Tonight’s episode of House dealt with the idea of faith healing, something that comes up a lot these days in medical journals. What is the power of prayer? Does faith healing work? Can miracles happen?

I realize it’s a symptom of my interdisciplinary training, and perhaps of being under Phillip’s thumb in particular, but I think a more interesting question is why miracles can’t happen? After all, a miracle is just that which we don’t understand. As has been often remarked, our technically is magic to those who don’t understand how it works, as is often our medicine. The typical example is a cell phone in the rain forest, although I’d argue there’s an awful lot of technology and medicine that might as well be magic for our understanding – there is simply the belief, the faith that it will work, because someone is being told it will work.

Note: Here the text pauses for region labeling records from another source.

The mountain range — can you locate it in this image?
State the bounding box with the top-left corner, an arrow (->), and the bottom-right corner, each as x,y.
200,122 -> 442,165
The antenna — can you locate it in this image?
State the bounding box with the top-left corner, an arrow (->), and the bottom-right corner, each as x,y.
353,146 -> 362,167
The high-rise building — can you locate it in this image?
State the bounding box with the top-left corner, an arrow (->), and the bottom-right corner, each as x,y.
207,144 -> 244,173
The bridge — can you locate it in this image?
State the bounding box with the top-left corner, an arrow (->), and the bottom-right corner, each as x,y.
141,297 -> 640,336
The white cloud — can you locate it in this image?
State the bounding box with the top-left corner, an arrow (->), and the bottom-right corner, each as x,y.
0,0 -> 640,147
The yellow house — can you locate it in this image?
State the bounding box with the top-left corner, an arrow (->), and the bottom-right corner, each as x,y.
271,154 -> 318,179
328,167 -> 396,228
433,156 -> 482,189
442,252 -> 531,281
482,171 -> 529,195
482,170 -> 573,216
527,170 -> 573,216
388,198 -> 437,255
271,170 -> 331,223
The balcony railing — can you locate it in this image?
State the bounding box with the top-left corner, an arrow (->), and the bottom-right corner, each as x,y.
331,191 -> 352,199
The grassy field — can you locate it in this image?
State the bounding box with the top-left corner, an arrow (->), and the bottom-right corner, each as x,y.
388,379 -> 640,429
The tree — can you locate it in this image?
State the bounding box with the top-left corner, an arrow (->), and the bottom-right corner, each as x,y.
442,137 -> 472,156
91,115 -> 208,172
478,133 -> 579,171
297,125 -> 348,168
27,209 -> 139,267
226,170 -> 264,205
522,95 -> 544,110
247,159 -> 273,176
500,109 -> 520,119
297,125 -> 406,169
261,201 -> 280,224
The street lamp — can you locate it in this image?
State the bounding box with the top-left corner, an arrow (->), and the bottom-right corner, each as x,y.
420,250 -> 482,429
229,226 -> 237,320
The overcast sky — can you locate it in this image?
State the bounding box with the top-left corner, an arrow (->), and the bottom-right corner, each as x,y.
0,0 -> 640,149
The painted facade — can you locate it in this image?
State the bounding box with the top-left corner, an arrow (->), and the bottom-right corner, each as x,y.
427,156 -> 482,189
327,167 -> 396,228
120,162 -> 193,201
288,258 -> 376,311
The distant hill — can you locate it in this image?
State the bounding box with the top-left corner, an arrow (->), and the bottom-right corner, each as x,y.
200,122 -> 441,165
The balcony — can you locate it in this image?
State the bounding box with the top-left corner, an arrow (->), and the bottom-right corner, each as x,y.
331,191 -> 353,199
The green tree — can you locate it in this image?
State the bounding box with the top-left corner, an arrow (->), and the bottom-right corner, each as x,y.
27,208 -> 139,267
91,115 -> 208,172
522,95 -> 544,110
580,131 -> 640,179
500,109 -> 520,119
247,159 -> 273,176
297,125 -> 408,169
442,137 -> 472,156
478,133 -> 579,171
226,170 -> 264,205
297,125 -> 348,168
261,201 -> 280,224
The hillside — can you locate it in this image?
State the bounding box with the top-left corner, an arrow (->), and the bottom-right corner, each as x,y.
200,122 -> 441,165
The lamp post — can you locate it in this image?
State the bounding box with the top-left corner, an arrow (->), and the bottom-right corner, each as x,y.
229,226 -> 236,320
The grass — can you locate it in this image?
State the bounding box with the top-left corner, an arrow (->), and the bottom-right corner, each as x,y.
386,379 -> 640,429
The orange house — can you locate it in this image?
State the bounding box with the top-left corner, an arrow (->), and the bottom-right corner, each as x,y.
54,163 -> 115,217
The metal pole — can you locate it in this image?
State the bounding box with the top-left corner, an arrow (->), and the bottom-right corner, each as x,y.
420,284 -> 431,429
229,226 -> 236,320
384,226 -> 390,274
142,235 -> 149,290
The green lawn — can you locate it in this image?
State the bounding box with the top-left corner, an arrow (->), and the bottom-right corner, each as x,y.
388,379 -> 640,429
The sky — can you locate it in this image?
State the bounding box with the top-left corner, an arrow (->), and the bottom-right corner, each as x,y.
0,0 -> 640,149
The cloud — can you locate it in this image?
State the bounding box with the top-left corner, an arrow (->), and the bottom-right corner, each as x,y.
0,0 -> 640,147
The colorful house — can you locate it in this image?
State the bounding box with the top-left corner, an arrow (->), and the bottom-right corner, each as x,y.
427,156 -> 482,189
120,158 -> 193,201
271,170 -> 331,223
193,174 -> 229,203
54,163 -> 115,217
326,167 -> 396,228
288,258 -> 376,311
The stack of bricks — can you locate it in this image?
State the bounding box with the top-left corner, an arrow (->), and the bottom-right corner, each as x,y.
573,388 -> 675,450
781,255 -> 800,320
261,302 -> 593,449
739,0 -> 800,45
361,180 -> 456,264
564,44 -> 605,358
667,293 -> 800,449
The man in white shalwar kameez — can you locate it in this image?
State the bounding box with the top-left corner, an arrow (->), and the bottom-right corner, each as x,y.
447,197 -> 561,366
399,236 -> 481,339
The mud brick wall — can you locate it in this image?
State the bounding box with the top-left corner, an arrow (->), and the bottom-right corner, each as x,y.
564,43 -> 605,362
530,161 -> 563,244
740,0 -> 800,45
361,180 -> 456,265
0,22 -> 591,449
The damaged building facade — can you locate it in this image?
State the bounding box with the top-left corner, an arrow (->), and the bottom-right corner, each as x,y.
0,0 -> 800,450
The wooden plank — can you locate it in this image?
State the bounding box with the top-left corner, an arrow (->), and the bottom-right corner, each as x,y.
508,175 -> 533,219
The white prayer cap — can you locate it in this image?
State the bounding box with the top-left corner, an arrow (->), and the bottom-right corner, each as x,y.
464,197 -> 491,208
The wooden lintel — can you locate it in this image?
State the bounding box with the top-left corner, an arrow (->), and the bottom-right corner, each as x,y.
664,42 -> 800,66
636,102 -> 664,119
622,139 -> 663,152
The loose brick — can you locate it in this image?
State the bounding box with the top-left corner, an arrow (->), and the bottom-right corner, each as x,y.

How is that so different than hearing a faith healer tell you the same?

Of course, we of the rational, medical type say we have medicine, we can take the time to understand how technology works. But we can’t fully understand how the body works; we keep finding new things, miracles keep being rationalized and understood, filed away into things to learn and knowledge to distill.

If we have learned one thing, it’s that the body is an amazing thing. Who’s to say that the power of the placebo effect, the mind, isn’t enough to help some people? We know, scientifically, medically, that positive thinking does positively affect our health, including to help us recover from illness. Who knows?

We don’t, so it gets filed away as faith healing fakery and fraud. But in ten years, perhaps it will have a Latin name and a textbook. That’s the way knowledge goes, a part of life for both miracle and medicine.